Never mind that the young men queuing up for Elizabeth were barely able to shave.
But it would do no good. No amount of protest would convince these sheltered girls that a different life existed outside their family’s walled gardens.
“You shouldn’t worry Elizabeth so,” Charlotte said. “In that drab color, with her nose in a book and no dowry? No man will ever take notice of Annabel Pearce.”

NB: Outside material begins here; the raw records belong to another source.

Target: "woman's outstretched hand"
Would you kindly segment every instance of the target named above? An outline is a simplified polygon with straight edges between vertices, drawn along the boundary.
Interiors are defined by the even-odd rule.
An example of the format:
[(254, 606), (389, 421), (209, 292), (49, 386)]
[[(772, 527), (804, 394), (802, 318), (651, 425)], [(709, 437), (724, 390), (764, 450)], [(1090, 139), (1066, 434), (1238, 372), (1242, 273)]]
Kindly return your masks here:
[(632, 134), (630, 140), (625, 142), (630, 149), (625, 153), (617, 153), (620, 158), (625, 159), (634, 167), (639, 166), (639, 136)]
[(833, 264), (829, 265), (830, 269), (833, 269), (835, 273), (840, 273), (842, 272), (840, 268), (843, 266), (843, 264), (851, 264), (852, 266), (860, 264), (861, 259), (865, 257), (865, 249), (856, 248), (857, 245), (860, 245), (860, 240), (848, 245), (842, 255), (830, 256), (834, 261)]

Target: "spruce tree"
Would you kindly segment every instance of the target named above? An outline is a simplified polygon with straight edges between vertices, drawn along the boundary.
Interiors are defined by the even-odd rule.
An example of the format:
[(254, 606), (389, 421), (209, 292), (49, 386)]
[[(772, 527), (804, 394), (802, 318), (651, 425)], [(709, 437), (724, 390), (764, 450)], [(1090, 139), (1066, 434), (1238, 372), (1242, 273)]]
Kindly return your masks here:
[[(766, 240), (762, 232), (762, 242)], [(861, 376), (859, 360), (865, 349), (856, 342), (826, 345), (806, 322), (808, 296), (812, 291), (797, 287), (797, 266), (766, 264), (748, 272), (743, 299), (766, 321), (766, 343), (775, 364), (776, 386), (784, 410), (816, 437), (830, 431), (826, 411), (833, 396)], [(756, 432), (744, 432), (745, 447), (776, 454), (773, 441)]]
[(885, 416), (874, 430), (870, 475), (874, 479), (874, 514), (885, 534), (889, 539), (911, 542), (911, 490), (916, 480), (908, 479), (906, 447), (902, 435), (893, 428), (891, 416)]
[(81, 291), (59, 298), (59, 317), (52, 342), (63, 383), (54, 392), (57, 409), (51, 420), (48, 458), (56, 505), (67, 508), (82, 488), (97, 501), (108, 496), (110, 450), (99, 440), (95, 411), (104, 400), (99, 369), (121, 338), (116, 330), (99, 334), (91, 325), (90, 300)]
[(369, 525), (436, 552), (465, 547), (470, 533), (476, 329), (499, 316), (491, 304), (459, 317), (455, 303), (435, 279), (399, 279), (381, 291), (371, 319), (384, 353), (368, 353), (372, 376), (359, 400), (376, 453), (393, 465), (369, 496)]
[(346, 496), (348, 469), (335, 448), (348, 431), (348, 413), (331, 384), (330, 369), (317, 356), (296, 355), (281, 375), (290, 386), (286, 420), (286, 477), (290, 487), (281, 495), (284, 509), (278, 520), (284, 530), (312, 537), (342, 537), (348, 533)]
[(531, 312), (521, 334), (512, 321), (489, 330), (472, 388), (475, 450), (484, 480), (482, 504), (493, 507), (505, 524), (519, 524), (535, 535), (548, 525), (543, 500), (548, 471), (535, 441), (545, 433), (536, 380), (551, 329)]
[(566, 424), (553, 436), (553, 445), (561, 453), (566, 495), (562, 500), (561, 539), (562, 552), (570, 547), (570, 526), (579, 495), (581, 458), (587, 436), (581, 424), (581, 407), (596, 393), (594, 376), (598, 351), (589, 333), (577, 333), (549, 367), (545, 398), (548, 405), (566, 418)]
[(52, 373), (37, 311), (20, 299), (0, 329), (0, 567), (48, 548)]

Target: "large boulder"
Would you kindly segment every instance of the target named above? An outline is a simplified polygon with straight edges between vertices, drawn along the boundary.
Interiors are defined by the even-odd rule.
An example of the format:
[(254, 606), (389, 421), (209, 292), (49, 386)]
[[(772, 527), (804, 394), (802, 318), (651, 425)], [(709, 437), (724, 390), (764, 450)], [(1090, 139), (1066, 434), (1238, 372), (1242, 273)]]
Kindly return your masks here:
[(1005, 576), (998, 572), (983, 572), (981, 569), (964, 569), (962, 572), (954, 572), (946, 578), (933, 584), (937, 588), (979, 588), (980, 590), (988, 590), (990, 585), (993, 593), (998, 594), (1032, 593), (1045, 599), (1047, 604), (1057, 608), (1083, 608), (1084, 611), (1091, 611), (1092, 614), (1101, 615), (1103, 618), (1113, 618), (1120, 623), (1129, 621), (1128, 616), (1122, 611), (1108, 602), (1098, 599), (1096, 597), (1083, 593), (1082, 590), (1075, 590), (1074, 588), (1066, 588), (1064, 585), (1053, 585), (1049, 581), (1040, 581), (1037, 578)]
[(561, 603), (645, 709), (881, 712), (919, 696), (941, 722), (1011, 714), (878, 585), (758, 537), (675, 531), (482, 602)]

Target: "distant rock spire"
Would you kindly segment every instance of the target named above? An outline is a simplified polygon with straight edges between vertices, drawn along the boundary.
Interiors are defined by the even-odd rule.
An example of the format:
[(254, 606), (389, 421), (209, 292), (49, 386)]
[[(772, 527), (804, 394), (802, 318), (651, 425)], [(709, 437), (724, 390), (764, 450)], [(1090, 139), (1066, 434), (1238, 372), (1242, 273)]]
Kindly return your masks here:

A Season ago, the mean-spirited comments and the malicious giggles that followed would have stung. Now, Annabel’s skin was thicker. She had made the difficult choice to pay her own way. She was making—
“Too right, Charlotte,” Elizabeth said, laughing. “She’ll be lucky to have the blacksmith as a husband. Her children will be born with ashes under their nails.”
The girl’s jibe sent a pin into Annabel’s heart and heat to her ears. She didn’t crave a husband, but the thought of never having children woke her in the middle of the night and sent her curling around a pillow. When dawn broke, she consoled herself with the thought of making a difference for others’ children. Like Elizabeth.
But she was making no measurable difference at all. She was simply stepping in to ensure another ton brat found a better title and a larger house.
“I could tell you that eavesdroppers never hear well of themselves.”
Annabel spun to face the speaker, realizing too late that the wild hedges had caught her hair. At least the snare gave her a reason for the tears in her eyes.